Hello Me, Meet the Real Me: Audio Deepfake Attacks on Voice Assistants (2302.10328v1)

Abstract: The radical advances in telecommunications and computer science have enabled a myriad of applications and novel seamless interaction with computing interfaces. Voice Assistants (VAs) have become a norm for smartphones, and millions of VAs incorporated in smart devices are used to control these devices in the smart home context. Previous research has shown that they are prone to attacks, leading vendors to countermeasures.
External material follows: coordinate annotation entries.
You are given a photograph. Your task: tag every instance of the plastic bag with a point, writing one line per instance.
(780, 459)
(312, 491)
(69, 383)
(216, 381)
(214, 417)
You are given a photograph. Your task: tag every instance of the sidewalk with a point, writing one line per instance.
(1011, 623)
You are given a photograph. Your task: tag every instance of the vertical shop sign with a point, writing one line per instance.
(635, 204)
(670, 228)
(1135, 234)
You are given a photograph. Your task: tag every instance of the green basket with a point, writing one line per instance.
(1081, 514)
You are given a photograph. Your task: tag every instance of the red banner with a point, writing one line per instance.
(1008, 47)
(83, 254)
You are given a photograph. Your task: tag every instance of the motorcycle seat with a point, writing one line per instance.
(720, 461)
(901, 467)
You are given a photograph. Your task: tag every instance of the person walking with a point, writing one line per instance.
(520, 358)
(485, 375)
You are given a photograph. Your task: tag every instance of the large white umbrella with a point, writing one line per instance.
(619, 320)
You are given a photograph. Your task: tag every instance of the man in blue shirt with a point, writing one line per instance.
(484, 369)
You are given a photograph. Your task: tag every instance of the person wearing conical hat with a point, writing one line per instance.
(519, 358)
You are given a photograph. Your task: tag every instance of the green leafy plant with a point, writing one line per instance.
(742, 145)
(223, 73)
One of these measures is to allow only a specific individual, the device's owner, to perform possibly dangerous tasks, that is, tasks that may disclose personal information, involve monetary transactions etc. To understand the extent to which VAs provide the necessary protection to their users, we experimented with two of the most widely used VAs, which the participants trained. We then utilised voice synthesis using samples provided by participants to synthesise commands that were used to trigger the corresponding VA and perform a dangerous task. Our extensive results showed that more than 30\% of our deepfake attacks were successful and that there was at least one successful attack for more than half of the participants. Moreover, they illustrate statistically significant variation among vendors and, in one case, even gender bias. The outcomes are rather alarming and require the deployment of further countermeasures to prevent exploitation, as the number of VAs in use is currently comparable to the world population.